Not so in Tanzania, where the long-ruling Chama Mapinduzi (CCM — or Party of Revolution) fully expects not only to provide the next President when Kikwete leaves, but also to retain control of Parliament.

It would be a disgrace for Kikwete if the resurgent Tanzanian opposition beat his party at the next election. To complicate matters for him, former Prime Minister Edward Lowassa, a man he sacked in a cloud of controversy over corruption, is playing strongly in the succession.

Depending on whether the two men are friends, Kikwete might have to get deeply involved in the party fight to pick a presidential candidate, just in case a Lowassa protégé, who could delay his pension cheques, wins.

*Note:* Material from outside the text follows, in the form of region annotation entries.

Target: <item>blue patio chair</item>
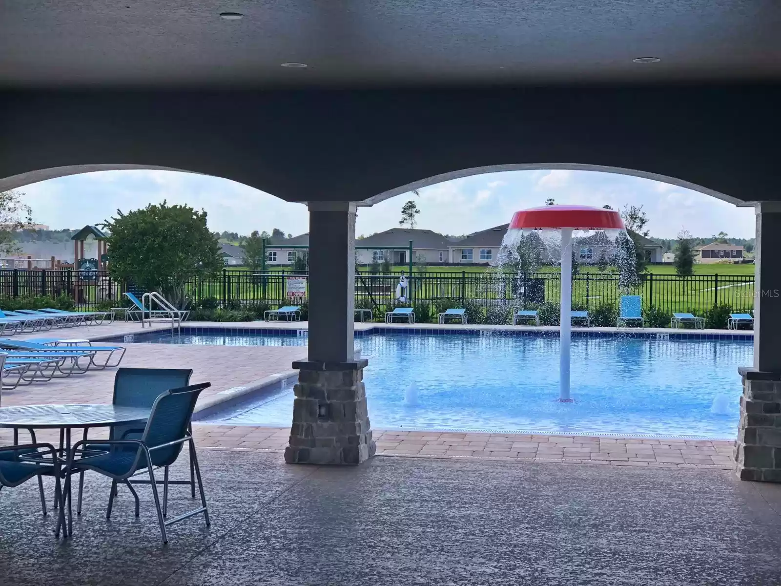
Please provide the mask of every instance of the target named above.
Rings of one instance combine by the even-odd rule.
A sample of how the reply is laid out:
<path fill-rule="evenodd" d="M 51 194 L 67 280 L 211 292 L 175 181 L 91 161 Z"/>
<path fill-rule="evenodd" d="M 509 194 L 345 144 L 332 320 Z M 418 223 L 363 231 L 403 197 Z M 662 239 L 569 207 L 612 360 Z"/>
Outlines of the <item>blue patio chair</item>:
<path fill-rule="evenodd" d="M 627 327 L 629 323 L 637 323 L 640 322 L 640 327 L 643 327 L 643 300 L 640 295 L 622 295 L 619 304 L 620 313 L 619 318 L 615 320 L 615 327 Z"/>
<path fill-rule="evenodd" d="M 393 311 L 385 313 L 385 323 L 393 323 L 394 317 L 406 320 L 408 323 L 415 323 L 415 312 L 412 307 L 397 307 Z"/>
<path fill-rule="evenodd" d="M 88 346 L 52 346 L 50 338 L 44 340 L 9 340 L 0 338 L 0 348 L 5 350 L 24 350 L 27 352 L 41 352 L 47 354 L 56 354 L 58 352 L 65 354 L 67 352 L 80 352 L 87 355 L 90 358 L 90 364 L 98 370 L 104 368 L 113 368 L 119 366 L 122 359 L 127 350 L 126 346 L 96 346 L 91 344 Z M 101 354 L 105 356 L 105 360 L 98 362 L 95 360 L 97 355 Z M 119 356 L 114 363 L 110 363 L 114 355 Z"/>
<path fill-rule="evenodd" d="M 572 312 L 570 312 L 569 313 L 569 320 L 570 320 L 570 323 L 572 323 L 575 320 L 586 320 L 586 327 L 591 327 L 591 318 L 589 316 L 587 311 L 572 311 Z"/>
<path fill-rule="evenodd" d="M 43 448 L 42 452 L 41 448 Z M 59 495 L 61 490 L 59 460 L 56 458 L 52 458 L 52 463 L 50 464 L 43 459 L 36 462 L 34 458 L 44 456 L 51 456 L 55 453 L 53 445 L 37 443 L 34 439 L 31 444 L 0 447 L 0 489 L 5 487 L 13 488 L 37 477 L 41 508 L 43 509 L 44 515 L 46 515 L 46 495 L 44 494 L 42 477 L 53 476 L 56 479 Z"/>
<path fill-rule="evenodd" d="M 751 313 L 730 313 L 727 319 L 727 329 L 736 330 L 741 323 L 749 325 L 754 329 L 754 316 Z"/>
<path fill-rule="evenodd" d="M 279 309 L 267 309 L 263 312 L 263 321 L 279 321 L 280 316 L 284 316 L 286 321 L 301 321 L 301 306 L 285 306 Z"/>
<path fill-rule="evenodd" d="M 114 376 L 114 395 L 112 398 L 112 405 L 118 405 L 123 407 L 142 407 L 152 409 L 156 399 L 162 393 L 172 388 L 181 388 L 190 384 L 190 377 L 193 371 L 191 368 L 120 368 Z M 123 439 L 124 434 L 134 427 L 137 427 L 137 423 L 126 423 L 112 426 L 109 432 L 109 440 Z M 84 430 L 82 439 L 87 439 L 88 429 Z M 91 449 L 108 451 L 107 445 L 90 444 Z M 163 480 L 158 481 L 158 484 L 162 484 L 162 511 L 163 516 L 166 514 L 168 506 L 168 485 L 170 484 L 190 484 L 191 493 L 193 498 L 195 498 L 195 471 L 192 466 L 192 453 L 191 452 L 190 480 L 189 481 L 169 481 L 168 467 L 163 473 Z M 148 481 L 130 481 L 131 484 L 147 484 Z M 84 473 L 79 473 L 79 497 L 76 506 L 76 513 L 81 514 L 81 497 L 84 488 Z M 114 493 L 116 494 L 116 488 Z M 136 499 L 136 506 L 138 506 L 138 495 L 130 487 L 130 492 Z"/>
<path fill-rule="evenodd" d="M 437 316 L 440 323 L 445 323 L 445 320 L 448 319 L 461 320 L 462 323 L 466 323 L 467 322 L 466 309 L 451 308 L 437 314 Z"/>
<path fill-rule="evenodd" d="M 705 329 L 705 318 L 697 317 L 694 313 L 673 313 L 670 318 L 670 327 L 680 327 L 686 323 L 692 323 L 694 327 Z"/>
<path fill-rule="evenodd" d="M 534 320 L 534 325 L 540 325 L 540 314 L 537 309 L 519 309 L 512 316 L 512 325 L 518 325 L 519 321 Z"/>
<path fill-rule="evenodd" d="M 145 471 L 149 475 L 149 484 L 152 486 L 152 496 L 155 498 L 155 508 L 157 509 L 157 519 L 160 525 L 160 533 L 162 535 L 163 543 L 168 543 L 168 535 L 166 532 L 166 526 L 194 515 L 202 513 L 208 527 L 210 523 L 206 495 L 201 479 L 201 469 L 198 467 L 198 457 L 195 454 L 195 444 L 189 429 L 193 409 L 195 408 L 195 402 L 198 401 L 198 395 L 205 388 L 210 386 L 212 386 L 211 383 L 201 383 L 200 384 L 165 391 L 155 399 L 155 403 L 149 413 L 149 419 L 144 429 L 128 429 L 123 433 L 122 439 L 102 441 L 101 445 L 107 446 L 107 451 L 96 450 L 94 447 L 95 444 L 90 445 L 89 440 L 77 441 L 68 452 L 62 502 L 68 502 L 67 499 L 70 498 L 73 474 L 84 470 L 95 470 L 112 481 L 111 495 L 109 497 L 109 508 L 106 511 L 106 519 L 109 519 L 114 501 L 114 488 L 116 488 L 117 483 L 122 482 L 130 487 L 129 481 L 130 477 L 136 473 Z M 201 495 L 201 507 L 166 520 L 163 518 L 162 509 L 160 506 L 160 497 L 155 479 L 155 469 L 167 468 L 173 464 L 181 452 L 182 445 L 185 443 L 187 443 L 191 448 L 191 458 L 195 470 L 198 491 Z M 84 455 L 76 459 L 77 453 Z M 133 490 L 132 487 L 130 487 L 130 490 Z M 136 516 L 138 516 L 138 501 L 137 500 Z M 69 510 L 68 527 L 66 534 L 72 534 L 72 530 L 73 518 Z"/>

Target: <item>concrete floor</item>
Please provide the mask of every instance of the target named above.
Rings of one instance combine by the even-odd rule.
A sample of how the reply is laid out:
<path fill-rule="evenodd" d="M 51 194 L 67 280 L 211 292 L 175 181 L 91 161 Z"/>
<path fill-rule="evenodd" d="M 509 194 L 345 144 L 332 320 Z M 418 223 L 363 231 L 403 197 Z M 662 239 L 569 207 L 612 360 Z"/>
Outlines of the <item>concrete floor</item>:
<path fill-rule="evenodd" d="M 376 457 L 291 466 L 200 450 L 212 524 L 170 527 L 88 478 L 59 543 L 35 483 L 0 493 L 0 584 L 776 584 L 781 486 L 727 471 Z M 179 472 L 186 460 L 180 463 Z M 194 503 L 184 488 L 171 513 Z"/>

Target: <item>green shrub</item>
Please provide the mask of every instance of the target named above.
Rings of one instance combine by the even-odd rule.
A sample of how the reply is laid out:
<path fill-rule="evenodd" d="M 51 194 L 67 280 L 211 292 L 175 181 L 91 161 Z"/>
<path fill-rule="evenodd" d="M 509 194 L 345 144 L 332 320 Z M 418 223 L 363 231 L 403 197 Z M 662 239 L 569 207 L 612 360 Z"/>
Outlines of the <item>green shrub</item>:
<path fill-rule="evenodd" d="M 546 302 L 537 309 L 540 316 L 540 325 L 558 326 L 561 317 L 561 307 L 556 303 Z"/>
<path fill-rule="evenodd" d="M 592 326 L 615 327 L 619 309 L 615 303 L 601 303 L 594 309 L 589 309 L 588 315 Z"/>
<path fill-rule="evenodd" d="M 646 327 L 669 327 L 672 313 L 658 307 L 651 307 L 643 312 L 643 323 Z"/>
<path fill-rule="evenodd" d="M 732 306 L 728 306 L 726 303 L 714 306 L 702 316 L 705 318 L 705 327 L 711 330 L 726 330 L 727 320 L 729 319 L 729 314 L 732 313 Z"/>
<path fill-rule="evenodd" d="M 427 301 L 416 301 L 412 305 L 412 311 L 415 313 L 415 321 L 417 323 L 430 323 L 431 304 Z"/>

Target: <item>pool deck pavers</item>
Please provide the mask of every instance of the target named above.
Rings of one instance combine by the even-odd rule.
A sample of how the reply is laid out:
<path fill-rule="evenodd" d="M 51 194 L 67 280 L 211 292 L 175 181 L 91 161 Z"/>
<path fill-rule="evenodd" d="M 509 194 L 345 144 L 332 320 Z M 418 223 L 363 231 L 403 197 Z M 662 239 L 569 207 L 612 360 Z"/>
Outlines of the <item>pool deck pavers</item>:
<path fill-rule="evenodd" d="M 294 323 L 295 327 L 305 322 Z M 231 324 L 198 323 L 202 327 Z M 251 322 L 241 327 L 288 328 L 286 322 Z M 356 324 L 368 327 L 382 324 Z M 437 324 L 423 324 L 440 328 Z M 458 327 L 456 326 L 455 327 Z M 166 331 L 164 325 L 155 330 Z M 107 335 L 148 331 L 137 323 L 118 322 L 54 332 L 26 334 L 18 338 L 81 338 L 95 339 Z M 290 370 L 291 363 L 305 356 L 305 348 L 296 346 L 198 346 L 166 344 L 130 344 L 122 366 L 150 368 L 192 368 L 193 382 L 210 381 L 201 402 L 213 399 L 221 391 L 237 385 Z M 2 406 L 41 403 L 111 402 L 114 369 L 91 371 L 85 375 L 4 390 Z M 287 445 L 288 429 L 252 426 L 196 424 L 198 443 L 204 447 L 258 449 L 282 452 Z M 52 433 L 41 432 L 41 439 L 56 439 Z M 99 431 L 91 437 L 99 437 Z M 11 442 L 11 432 L 0 429 L 0 444 Z M 667 468 L 734 467 L 732 441 L 665 439 L 644 438 L 551 435 L 544 434 L 471 433 L 436 431 L 375 430 L 377 454 L 433 459 L 490 459 L 507 463 L 546 462 L 590 465 L 612 465 Z"/>

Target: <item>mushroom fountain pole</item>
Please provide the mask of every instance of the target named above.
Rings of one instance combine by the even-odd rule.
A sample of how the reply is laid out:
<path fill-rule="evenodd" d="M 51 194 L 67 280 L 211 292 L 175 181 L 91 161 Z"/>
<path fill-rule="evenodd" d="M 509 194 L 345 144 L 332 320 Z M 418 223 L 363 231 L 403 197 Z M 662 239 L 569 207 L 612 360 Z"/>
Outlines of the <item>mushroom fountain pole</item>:
<path fill-rule="evenodd" d="M 572 308 L 572 230 L 623 230 L 618 212 L 586 205 L 544 205 L 515 212 L 508 230 L 558 230 L 562 236 L 562 294 L 559 331 L 559 398 L 571 402 L 569 395 L 569 345 Z"/>
<path fill-rule="evenodd" d="M 569 342 L 572 309 L 572 229 L 562 228 L 562 293 L 559 309 L 558 400 L 570 402 Z"/>

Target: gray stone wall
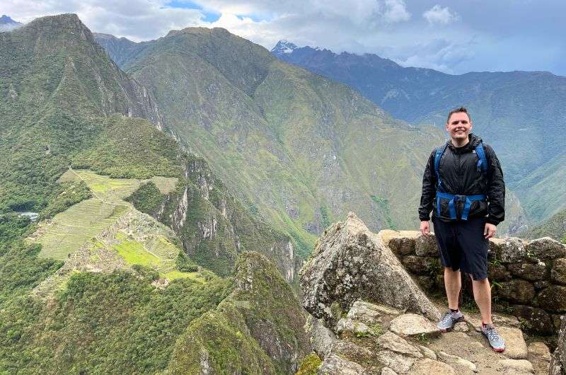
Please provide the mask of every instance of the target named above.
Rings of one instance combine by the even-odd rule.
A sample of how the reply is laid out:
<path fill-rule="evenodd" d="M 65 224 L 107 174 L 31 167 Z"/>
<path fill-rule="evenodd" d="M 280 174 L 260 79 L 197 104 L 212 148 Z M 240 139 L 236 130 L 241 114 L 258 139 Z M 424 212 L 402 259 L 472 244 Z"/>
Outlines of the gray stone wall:
<path fill-rule="evenodd" d="M 382 231 L 380 235 L 424 290 L 444 292 L 434 233 L 426 238 L 417 231 Z M 566 313 L 566 246 L 550 237 L 492 238 L 487 259 L 494 309 L 516 316 L 528 330 L 558 333 Z"/>

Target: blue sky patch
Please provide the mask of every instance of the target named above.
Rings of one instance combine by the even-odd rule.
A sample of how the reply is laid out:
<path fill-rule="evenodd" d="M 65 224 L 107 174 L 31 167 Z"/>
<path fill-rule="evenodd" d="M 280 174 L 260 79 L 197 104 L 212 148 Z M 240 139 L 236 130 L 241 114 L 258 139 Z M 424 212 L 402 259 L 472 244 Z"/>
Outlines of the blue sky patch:
<path fill-rule="evenodd" d="M 167 3 L 167 7 L 168 8 L 180 8 L 183 9 L 197 9 L 197 11 L 200 11 L 200 13 L 204 16 L 203 21 L 205 22 L 214 22 L 218 21 L 220 18 L 220 13 L 216 12 L 211 12 L 209 11 L 205 11 L 202 6 L 200 6 L 197 4 L 193 3 L 192 1 L 185 1 L 184 0 L 173 0 L 172 1 L 169 1 Z"/>

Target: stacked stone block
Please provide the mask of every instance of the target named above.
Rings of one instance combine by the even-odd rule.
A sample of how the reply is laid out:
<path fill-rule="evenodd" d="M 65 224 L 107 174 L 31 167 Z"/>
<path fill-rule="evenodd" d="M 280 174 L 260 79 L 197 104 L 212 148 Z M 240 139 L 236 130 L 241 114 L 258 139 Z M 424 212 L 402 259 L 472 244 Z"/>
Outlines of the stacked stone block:
<path fill-rule="evenodd" d="M 380 235 L 423 289 L 444 292 L 434 233 L 382 231 Z M 566 313 L 566 246 L 550 237 L 492 238 L 487 259 L 494 308 L 516 316 L 527 330 L 558 332 L 560 316 Z"/>

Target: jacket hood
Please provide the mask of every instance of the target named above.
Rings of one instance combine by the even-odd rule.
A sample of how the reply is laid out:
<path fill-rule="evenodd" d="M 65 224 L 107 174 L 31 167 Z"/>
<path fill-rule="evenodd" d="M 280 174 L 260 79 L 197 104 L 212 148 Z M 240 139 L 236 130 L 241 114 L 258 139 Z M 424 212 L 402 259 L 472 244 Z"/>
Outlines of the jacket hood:
<path fill-rule="evenodd" d="M 478 144 L 480 144 L 480 143 L 483 142 L 481 138 L 474 134 L 473 133 L 470 133 L 468 134 L 468 139 L 470 142 L 466 144 L 466 146 L 463 146 L 461 147 L 455 147 L 452 144 L 451 139 L 449 139 L 446 142 L 448 143 L 448 146 L 450 147 L 450 149 L 452 151 L 452 152 L 456 154 L 470 152 L 470 151 L 474 149 Z"/>

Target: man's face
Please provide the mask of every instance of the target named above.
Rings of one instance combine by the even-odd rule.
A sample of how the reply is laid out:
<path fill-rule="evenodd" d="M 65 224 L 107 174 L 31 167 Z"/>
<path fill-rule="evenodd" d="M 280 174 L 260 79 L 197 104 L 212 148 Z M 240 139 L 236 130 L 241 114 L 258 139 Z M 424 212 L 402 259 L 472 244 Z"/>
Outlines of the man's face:
<path fill-rule="evenodd" d="M 452 113 L 446 124 L 446 132 L 454 141 L 461 142 L 468 139 L 468 134 L 472 129 L 472 122 L 465 112 Z"/>

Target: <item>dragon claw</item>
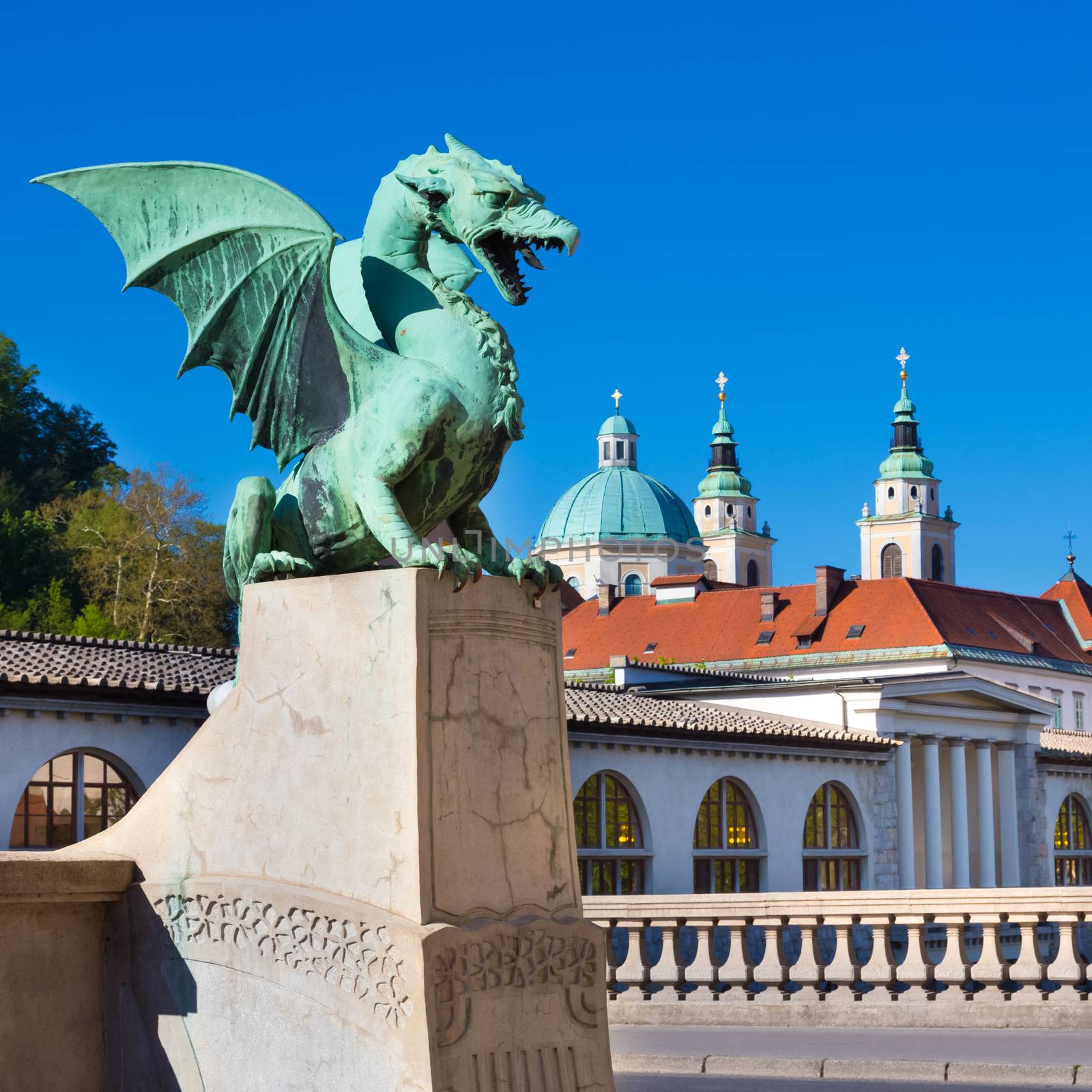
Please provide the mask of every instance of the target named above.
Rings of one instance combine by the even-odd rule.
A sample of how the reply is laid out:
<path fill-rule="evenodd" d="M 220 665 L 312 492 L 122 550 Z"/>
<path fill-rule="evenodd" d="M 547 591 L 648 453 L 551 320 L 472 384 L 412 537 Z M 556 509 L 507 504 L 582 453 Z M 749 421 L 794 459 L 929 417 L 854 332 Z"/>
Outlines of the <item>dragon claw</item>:
<path fill-rule="evenodd" d="M 269 550 L 259 554 L 250 565 L 247 574 L 248 584 L 257 584 L 263 580 L 277 580 L 289 577 L 310 577 L 314 566 L 301 557 L 293 557 L 283 549 Z"/>

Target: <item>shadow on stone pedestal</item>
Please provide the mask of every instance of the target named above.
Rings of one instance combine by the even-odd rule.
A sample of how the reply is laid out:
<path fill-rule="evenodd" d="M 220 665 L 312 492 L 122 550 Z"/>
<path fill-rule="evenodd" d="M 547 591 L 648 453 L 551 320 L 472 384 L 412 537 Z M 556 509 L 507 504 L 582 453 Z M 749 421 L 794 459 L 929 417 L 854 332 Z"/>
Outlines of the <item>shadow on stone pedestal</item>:
<path fill-rule="evenodd" d="M 557 597 L 247 589 L 238 685 L 132 811 L 107 1087 L 612 1092 Z"/>

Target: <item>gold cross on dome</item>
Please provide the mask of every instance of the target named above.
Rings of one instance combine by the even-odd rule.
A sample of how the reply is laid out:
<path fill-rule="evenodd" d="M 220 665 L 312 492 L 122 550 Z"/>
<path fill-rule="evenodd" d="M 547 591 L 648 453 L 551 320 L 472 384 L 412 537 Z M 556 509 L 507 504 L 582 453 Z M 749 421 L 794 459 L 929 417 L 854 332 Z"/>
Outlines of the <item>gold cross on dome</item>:
<path fill-rule="evenodd" d="M 895 357 L 895 359 L 899 361 L 899 366 L 901 369 L 899 371 L 899 378 L 903 382 L 906 382 L 906 361 L 910 359 L 910 354 L 906 352 L 905 347 L 899 349 L 899 355 Z"/>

In Uganda, there is furious jostling for position in the Museveni succession. The signs are that Museveni is planning to take a seventh bite at the presidential apple in 2016 (he will be going for a seventh term, two of them unelected).

But then again, he might surprise and step down. Either way, there is a scramble to get at the head of the queue, as they say in Uganda. If Museveni is leaving in 2016, then he will do so late, and none of the pretenders to his throne want to be caught unprepared.

If he is going to stand and win (he always wins, because in Uganda, the President’s men and women count the votes), and possibly leave in 2021, then his successors need to be in the limelight over the next few years to consolidate their place in the queue.

The result is that things are very noisy in the ruling National Resistance Movement in Kampala, and the long knives are out.

For those who study political transitions, therefore, East Africa is a gold mine. You can start on a bus ride in Kampala in the evening and within 24 hours pass through Nairobi, end up in Dar es Salaam, and experience three different political set-ups (and we aren’t counting Rwanda in yet).

In the Kenyan variety, the President serves two fixed terms, but his party usually dies with his departure. In Tanzania, the President also serves two fixed terms, but the ruling party believes it has a birth right to both provide the next President and continue enjoying a parliamentary majority.

In Uganda, a previous Museveni election slogan sums it well — No Change. There are no fixed terms and the Big Man can decide to be president-for-life if he chooses, and the ruling party expects to remain in power. It is happy to lose a parliamentary majority at the elections because it is confident of buying the majority afterwards.

Kenyans now also have this “nonsense” of the party chairman being different from the party’s presidential candidate. No such thing in Uganda or Tanzania. Museveni is chairman of NRM. And Kikwete is chairman of CCM.

All this is the beauty of East Africa. We are so similar, yet so different.